Poor countries now represent a considerable market for GSK. Last year, Glaxo supplied nearly 6 million tablets of Combivir to developing countries, the company said, up from about 2 million tablets in 2001.

Glaxo said it is able to reduce the drugs’ prices because it is making them less expensively, as a result of improved manufacturing techniques and deals with some of the suppliers of raw materials that go into the medicines.

In addition to Combivir, GSK has also reduced the prices other HIV medicines. For example, 3TC (Epivir) is now available at 35 cents per day, and AZT (Retrovir) at 75 cents per day – reductions of 45% and 38% respectively.

GSK’s new price cut was widely welcomed by, among others, the Global Fund to Fight AIDS, TB and Malaria and Clare Short, UK Secretary of State for International Development, but it also attracted immediate criticism. Euan Wilmshurst, Director of Action for Southern Africa, wrote to the Guardian newspaper saying: “We sincerely hope that GSK’s price cuts for the anti-AIDS drug Combivir are not simply an attempt to muscle in on funds not intended for over-priced patented medicines.”

He pointed out that the annual cost of the generic version produced by Ranbaxy, is almost 20% cheaper than GSK’s Combivir following its latest price cut.

And Wilmshurst added: “Deep and sustained cuts in prices of medicines will only be brought about through competition with licensed generics manufacturers. If GSK truly wishes to contribute to the global struggle against AIDS, it should provide voluntary licences for the production of patented AIDS drugs in poor countries and should issue a public statement supporting the rights of developing country governments to provide healthcare by overriding drug patents.”

Customers eligible for the new low prices include governments, non-governmental organisations (NGOs), aid agencies, UN agencies and international purchase funds like the Global Fund to Fight AIDS, TB and Malaria, operating in 63 named countries.



With every move GSK makes it becomes clearer that they respond to three things: shareholders, share price and profit – and the greatest of these is profit. With the Global Fund attempting to raise $10 billion a year and the United States offering $15 billion for HIV treatment and prevention in poor countries over the next five years there is suddenly a huge market for antiretrovirals in poor countries. GSK – and it was not alone – once said dual pricing was impossible but with the manufacturers of generic drugs expanding into this growing market they, like other pharmaceutical companies, are eager for a slice of the pie.

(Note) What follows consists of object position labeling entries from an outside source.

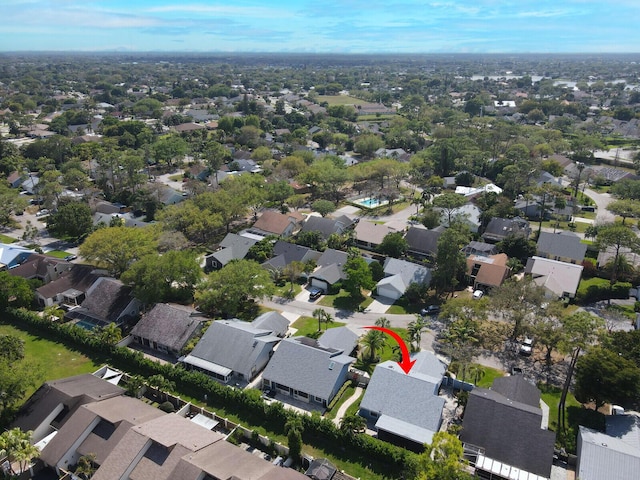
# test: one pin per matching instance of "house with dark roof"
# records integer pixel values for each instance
(505, 424)
(49, 408)
(273, 321)
(167, 328)
(330, 269)
(132, 439)
(232, 247)
(370, 235)
(44, 268)
(232, 348)
(327, 226)
(406, 408)
(107, 301)
(284, 253)
(307, 370)
(480, 249)
(500, 228)
(559, 279)
(340, 338)
(614, 455)
(487, 272)
(563, 246)
(70, 288)
(399, 274)
(13, 255)
(422, 243)
(276, 223)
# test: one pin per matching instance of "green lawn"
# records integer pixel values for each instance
(52, 360)
(308, 326)
(7, 239)
(340, 100)
(57, 254)
(344, 301)
(389, 352)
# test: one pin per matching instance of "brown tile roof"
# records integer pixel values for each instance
(276, 222)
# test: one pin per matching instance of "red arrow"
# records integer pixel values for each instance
(406, 364)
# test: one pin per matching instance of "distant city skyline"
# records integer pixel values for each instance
(329, 26)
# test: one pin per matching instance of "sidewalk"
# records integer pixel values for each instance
(350, 401)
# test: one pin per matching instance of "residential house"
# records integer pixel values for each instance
(232, 247)
(330, 269)
(560, 279)
(12, 255)
(563, 246)
(486, 273)
(167, 328)
(307, 370)
(276, 223)
(44, 268)
(15, 179)
(399, 274)
(273, 321)
(405, 407)
(327, 226)
(422, 243)
(284, 253)
(340, 338)
(232, 348)
(107, 301)
(500, 228)
(614, 455)
(504, 424)
(370, 235)
(70, 288)
(131, 439)
(480, 249)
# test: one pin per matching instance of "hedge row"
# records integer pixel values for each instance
(246, 404)
(603, 291)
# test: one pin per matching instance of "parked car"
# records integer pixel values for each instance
(315, 293)
(430, 310)
(526, 347)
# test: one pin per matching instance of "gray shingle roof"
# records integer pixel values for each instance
(564, 244)
(508, 430)
(234, 344)
(606, 456)
(340, 338)
(300, 363)
(408, 398)
(272, 321)
(169, 325)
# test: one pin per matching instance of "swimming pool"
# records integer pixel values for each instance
(370, 202)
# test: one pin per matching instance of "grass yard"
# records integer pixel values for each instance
(53, 360)
(388, 352)
(308, 326)
(340, 100)
(57, 254)
(7, 239)
(344, 301)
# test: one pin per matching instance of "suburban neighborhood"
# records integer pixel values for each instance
(262, 272)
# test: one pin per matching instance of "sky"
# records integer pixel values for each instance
(322, 26)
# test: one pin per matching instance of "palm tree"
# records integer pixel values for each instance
(320, 315)
(85, 467)
(373, 341)
(53, 313)
(414, 330)
(16, 446)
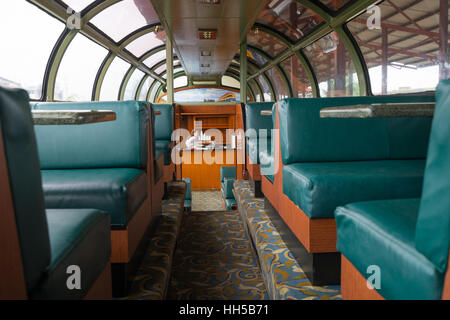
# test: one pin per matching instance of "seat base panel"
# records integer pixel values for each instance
(322, 269)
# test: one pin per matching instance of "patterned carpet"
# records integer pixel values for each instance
(152, 277)
(283, 275)
(210, 200)
(214, 260)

The Global Fund has made clear it will fund projects that buy the best drugs at the lowest prices and President Bush recently said his $15 billion plan would take advantage of treatments now costing $300 a year – and when he said that only generics cost that little. The Global Fund and the president should both be praised for making clear that they are not going to pay the high western prices for treating poor people in developing nations.

Shareholders should also take a bow, both the institutional investors who, as we reported last month, are worried that the prices of shares in pharmaceutical companies could plummet unless they make treatments available to poor countries; and more politically motivated shareholders like The California Public Employees Retirement System (Calpers). Calpers owns about $760 million worth of GSK stock and in April attracted attention by demanding GSK cut its prices in poor countries.

GSK is the world’s second largest drug maker and likes to throw its weight around – its very name is designed to intimidate, its turnover is bigger than many national GDPs – but even this giant is vulnerable to pressure. We can urge them to cut their prices further, but now is the time to look ahead to September when the World Trade Organisation holds its Ministers Meeting, and medicines are on their agenda. They must be persuaded to radically change the international patent system so that more countries can make, buy and distribute generic versions of drugs. It is not for the WTO to protect multinational companies against competition from smaller producers, and it is not for the WTO to enforce rules that let millions die from treatable illnesses.